Medications for gigantism
- In some cases, surgery may not be an option. For example, if there’s a high risk of injury to a critical blood vessel or nerve.
- Your child’s doctor may recommend medication if surgery is not an option. This treatment is meant to either shrink the tumor or stop the production of excess growth hormone.
- Your doctor may use the drugs octreotide or lanreotide to prevent the growth hormone’s release. These drugs mimic another hormone that stops growth hormone production. They’re usually given as an injection about once a month.
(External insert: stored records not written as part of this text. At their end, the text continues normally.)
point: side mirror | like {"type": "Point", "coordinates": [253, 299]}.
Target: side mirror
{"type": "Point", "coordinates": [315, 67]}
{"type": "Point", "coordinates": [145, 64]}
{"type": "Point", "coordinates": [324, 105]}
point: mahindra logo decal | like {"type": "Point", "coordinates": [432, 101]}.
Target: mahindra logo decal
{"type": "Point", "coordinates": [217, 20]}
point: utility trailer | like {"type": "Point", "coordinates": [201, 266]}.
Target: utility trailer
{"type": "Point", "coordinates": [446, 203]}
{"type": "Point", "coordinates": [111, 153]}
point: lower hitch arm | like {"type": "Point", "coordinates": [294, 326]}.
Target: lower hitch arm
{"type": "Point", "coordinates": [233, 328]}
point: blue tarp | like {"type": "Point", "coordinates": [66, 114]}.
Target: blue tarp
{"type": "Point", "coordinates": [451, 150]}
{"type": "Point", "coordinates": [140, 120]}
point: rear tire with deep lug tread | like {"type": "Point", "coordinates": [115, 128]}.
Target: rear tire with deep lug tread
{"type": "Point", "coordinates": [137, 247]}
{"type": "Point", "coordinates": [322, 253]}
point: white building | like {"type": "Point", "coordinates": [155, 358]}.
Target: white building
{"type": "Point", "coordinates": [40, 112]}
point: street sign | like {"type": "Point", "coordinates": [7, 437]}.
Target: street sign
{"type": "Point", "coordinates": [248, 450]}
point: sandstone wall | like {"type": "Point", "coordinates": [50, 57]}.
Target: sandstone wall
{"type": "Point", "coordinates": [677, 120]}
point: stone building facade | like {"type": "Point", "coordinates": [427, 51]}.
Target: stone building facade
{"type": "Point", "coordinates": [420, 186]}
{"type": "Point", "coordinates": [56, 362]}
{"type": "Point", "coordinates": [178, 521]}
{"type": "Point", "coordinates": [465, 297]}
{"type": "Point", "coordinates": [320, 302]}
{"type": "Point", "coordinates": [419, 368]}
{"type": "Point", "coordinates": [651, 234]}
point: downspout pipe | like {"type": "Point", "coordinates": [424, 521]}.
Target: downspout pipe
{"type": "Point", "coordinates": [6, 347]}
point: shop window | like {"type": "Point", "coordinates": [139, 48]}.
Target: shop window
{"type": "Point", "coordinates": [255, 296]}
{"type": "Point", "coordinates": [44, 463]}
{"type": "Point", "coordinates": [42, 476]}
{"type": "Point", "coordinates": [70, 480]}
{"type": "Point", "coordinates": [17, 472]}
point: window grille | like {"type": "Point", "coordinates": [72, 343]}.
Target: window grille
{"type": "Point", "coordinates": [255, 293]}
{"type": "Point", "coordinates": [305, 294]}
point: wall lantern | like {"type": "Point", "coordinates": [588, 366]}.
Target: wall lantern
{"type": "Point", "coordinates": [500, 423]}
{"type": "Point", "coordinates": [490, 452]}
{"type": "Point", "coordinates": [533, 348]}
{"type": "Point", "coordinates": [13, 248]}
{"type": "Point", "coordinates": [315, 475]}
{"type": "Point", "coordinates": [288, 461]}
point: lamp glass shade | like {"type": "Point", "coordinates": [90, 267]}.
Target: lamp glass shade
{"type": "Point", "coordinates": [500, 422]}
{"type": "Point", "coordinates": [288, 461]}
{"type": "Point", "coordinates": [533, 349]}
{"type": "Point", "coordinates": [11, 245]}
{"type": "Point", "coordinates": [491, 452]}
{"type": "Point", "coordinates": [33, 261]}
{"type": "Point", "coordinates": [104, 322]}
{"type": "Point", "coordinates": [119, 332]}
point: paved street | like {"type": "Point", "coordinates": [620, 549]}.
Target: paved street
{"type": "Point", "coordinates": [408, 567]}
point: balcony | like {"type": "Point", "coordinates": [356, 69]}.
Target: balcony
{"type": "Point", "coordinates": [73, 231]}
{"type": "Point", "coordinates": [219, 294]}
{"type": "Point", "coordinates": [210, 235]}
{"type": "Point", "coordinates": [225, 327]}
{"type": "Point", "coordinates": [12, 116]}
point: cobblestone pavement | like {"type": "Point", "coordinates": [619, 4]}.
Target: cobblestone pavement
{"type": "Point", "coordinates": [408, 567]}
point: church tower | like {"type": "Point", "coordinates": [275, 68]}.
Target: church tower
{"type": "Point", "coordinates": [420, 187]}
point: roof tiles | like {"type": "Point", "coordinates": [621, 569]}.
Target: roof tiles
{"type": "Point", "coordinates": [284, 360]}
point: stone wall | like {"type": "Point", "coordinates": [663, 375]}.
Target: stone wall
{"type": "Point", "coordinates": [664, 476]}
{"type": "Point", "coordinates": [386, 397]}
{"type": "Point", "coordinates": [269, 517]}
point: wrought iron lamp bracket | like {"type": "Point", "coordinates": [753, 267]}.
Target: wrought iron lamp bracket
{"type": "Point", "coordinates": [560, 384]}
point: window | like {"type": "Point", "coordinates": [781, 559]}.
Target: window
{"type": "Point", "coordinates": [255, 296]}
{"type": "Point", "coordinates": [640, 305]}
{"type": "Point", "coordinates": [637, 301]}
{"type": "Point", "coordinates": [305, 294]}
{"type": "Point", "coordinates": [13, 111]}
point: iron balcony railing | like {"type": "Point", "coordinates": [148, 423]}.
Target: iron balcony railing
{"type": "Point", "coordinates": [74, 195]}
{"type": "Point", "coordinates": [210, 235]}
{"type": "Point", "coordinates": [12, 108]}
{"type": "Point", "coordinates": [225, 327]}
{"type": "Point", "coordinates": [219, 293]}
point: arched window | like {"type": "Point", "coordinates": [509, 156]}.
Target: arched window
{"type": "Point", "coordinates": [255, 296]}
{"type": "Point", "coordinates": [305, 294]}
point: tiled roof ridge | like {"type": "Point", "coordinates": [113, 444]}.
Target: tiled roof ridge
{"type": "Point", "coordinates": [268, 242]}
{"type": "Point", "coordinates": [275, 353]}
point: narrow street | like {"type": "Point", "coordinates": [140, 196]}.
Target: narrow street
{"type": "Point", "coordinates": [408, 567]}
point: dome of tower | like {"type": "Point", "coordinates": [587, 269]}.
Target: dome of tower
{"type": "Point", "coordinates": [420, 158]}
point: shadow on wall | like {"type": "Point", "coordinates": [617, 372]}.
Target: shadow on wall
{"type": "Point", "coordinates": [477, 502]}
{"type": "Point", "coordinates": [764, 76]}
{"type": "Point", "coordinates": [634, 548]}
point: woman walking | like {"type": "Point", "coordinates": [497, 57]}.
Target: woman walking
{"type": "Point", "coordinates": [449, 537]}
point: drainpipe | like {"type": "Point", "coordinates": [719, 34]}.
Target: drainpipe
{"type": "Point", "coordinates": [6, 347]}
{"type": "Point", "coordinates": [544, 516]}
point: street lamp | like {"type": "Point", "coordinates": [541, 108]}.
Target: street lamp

- Bromocriptine and cabergoline are drugs that can be used to lower growth hormone levels. These are typically given in pill form. They may be used with octreotide. Octreotide is a synthetic hormone that, when injected, can also lower the levels of growth hormones and IGF-1.
- In situations where these drugs are not helpful, daily shots of pegvisomant might be used as well. Pegvisomant is a drug that blocks the effects of growth hormones. This lowers the levels of IGF-1 in your child’s body.
Prevention of gigantism
- Gigantism cannot be prevented. Early treatment may prevent the disease from getting worse and help avoid complications.
- 80 percent of gigantism cases are cured with surgery.
- If the tumor returns or if surgery cannot be safely attempted, medications can be used to reduce your child’s symptoms and allow him or her to live a long and fulfilling life.